I nod in appreciation to her comforting words and humour. "You're right... Thank you so much." A nervous, airy laugh escapes my lips before I can prevent it, and I avert my gaze to the damp grass. "I'm sorry if I'm acting a little bit stupid at the moment.."

Yukari shakes her head. "Not at all, don't worry." I meet her gaze and she flashes a small smile, one in which I timidly return. "Anyway, I hope you're okay now. I need to get going."

"Oh, okay. Thank you for checking up on me." That small smile of hers widens into a grin, and she hugs me quickly once more before rushing off, and dissolving into the sea of people, leaving me standing alone.

I glance left and right, wondering a certain pinkette's whereabouts. And then I catch sight of her. Staring towards me, though not at me. There's a distant look in her ocean blue eyes, even noticeable from where I'm standing.

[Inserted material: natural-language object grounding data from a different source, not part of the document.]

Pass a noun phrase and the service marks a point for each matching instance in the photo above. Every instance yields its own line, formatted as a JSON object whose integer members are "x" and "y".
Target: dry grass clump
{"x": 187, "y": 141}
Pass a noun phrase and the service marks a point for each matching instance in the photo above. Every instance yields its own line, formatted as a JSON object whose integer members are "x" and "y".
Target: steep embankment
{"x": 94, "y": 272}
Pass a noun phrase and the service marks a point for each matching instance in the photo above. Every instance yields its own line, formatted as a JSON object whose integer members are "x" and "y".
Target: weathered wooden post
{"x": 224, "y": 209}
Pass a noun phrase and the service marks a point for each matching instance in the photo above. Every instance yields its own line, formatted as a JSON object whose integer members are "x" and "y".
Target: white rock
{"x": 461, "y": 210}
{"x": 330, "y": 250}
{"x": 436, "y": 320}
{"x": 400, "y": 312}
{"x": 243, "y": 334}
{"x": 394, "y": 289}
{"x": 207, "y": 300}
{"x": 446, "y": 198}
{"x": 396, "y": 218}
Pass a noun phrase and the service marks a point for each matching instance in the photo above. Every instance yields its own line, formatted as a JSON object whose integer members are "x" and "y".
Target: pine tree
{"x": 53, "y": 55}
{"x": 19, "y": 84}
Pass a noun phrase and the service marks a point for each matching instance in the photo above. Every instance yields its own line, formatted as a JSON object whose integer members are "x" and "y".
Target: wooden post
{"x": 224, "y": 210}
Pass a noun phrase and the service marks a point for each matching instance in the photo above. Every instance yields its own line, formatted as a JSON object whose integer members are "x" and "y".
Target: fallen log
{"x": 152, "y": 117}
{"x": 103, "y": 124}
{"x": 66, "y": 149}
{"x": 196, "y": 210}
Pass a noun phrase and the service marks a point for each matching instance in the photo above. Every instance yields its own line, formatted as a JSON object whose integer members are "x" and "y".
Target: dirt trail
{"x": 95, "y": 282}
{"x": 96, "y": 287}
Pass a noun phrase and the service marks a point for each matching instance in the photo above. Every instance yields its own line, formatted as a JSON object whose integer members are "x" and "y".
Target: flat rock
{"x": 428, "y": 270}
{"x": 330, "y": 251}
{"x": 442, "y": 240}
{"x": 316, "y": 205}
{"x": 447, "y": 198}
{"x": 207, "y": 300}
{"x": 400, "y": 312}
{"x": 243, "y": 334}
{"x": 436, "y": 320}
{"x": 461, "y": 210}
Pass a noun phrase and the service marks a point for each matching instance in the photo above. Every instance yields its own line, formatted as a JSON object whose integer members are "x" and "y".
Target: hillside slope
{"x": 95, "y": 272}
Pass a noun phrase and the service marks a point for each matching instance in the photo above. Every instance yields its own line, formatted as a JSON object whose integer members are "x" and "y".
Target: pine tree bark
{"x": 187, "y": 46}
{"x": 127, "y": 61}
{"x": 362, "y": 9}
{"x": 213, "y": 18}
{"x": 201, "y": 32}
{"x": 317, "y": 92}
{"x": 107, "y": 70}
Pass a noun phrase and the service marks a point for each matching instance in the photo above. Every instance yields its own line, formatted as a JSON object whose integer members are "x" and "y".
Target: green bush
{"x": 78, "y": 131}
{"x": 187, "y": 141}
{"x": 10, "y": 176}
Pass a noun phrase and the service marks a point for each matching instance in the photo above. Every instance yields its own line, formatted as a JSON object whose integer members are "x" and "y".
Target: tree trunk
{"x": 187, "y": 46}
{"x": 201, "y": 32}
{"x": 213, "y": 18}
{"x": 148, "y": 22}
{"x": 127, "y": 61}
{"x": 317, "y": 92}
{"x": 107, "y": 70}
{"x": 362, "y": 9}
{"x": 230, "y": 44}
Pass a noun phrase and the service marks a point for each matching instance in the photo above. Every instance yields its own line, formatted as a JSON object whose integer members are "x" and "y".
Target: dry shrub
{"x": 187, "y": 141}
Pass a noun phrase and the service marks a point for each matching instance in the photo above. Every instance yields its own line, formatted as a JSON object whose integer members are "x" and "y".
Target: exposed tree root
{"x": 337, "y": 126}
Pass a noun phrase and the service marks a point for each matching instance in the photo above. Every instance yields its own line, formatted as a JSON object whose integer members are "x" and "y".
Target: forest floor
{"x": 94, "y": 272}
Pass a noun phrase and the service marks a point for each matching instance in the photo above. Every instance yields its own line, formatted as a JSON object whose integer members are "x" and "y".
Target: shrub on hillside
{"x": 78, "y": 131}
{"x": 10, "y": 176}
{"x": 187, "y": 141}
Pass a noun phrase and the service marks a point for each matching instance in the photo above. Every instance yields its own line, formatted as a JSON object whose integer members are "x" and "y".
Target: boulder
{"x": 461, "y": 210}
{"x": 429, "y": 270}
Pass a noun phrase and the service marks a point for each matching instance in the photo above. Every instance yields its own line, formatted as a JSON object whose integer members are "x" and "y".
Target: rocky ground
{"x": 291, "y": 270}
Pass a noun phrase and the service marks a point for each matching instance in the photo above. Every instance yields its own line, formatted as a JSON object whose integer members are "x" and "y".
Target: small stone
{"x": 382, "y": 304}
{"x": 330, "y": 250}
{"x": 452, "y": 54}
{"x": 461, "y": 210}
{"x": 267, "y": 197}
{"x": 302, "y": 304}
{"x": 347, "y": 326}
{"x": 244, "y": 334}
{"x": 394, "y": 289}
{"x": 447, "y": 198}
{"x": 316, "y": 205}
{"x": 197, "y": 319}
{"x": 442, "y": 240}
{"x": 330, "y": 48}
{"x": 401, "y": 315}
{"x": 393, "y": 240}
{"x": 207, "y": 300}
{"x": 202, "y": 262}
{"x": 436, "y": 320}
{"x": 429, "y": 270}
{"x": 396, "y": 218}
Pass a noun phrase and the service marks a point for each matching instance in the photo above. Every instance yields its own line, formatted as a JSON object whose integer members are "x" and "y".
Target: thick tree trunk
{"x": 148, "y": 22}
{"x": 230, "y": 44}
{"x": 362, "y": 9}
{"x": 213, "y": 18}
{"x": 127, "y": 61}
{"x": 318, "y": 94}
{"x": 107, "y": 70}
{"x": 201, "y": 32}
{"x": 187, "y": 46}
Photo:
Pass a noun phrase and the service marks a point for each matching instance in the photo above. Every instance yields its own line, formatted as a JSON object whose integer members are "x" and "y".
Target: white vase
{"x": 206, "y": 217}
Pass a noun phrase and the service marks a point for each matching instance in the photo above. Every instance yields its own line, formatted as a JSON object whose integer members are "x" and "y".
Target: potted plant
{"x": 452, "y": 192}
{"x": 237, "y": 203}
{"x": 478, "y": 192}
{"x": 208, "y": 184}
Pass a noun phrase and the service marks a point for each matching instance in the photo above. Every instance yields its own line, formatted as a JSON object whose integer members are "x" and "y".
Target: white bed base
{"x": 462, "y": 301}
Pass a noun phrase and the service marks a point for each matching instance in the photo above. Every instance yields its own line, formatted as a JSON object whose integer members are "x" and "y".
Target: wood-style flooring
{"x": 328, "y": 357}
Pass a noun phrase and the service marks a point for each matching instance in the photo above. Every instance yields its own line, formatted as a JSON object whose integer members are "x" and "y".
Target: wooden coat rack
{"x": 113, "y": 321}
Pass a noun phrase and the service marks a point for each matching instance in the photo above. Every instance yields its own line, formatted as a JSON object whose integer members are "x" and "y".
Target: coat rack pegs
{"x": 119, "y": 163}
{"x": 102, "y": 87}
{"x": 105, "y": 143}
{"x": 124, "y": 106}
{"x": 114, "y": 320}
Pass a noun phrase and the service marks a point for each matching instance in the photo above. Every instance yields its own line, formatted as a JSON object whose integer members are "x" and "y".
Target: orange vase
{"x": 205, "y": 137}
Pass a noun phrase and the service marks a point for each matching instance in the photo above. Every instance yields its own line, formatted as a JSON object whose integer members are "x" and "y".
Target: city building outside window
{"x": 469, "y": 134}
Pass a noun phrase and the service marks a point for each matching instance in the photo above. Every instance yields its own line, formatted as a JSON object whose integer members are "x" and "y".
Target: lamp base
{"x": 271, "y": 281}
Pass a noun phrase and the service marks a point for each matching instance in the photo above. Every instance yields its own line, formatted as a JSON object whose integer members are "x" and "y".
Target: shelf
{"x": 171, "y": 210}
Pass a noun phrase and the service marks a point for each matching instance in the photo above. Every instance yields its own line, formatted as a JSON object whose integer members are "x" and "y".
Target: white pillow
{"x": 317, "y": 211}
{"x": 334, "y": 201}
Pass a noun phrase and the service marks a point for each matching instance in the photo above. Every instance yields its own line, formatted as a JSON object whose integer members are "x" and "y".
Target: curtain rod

I wander over to her. As I approach, she seems to snap out of her thoughts, though she doesn't say anything. So I give her a smile. "Hi. Are you okay? You seemed pretty distant."

She gives a slight nod in response. "I'm fine. Are you?"

"Yeah!" Though I'm still pretty shaken up from class, I try to cover it up with forced enthusiasm and a smile. Sometimes I don't like talking to Luka about the bullying - she's good at blaming herself, and I hate making her feel bad about this whole situation. I don't want to make her feel worse by being weak. That's valid, right?

Silence. A brief silence is shared between us. It's unsettling. I don't like it. Why are these silences becoming more and more common?

"Hey, umm..." My voice is pretty quiet, but audible enough. I look up at her, blue eyes meeting blue. "There's... something I wanted to talk to you about. Should we start walking home?" By now, I'm twirling a strand of teal hair around a pale finger - nervous habit, I suppose.

"Sure." Luka smiles, though her heart doesn't seem to be in it. I smile back, and together, side by side, we begin walking.

A/N: woah okay, im sorry if this chapter is crappy sksksksk- I struggled to write this part but the upcoming chapters should be much easier and hopefully published soon! ;;;;
I hope you guys have enjoyed nonetheless, a chapter is still a chapter right?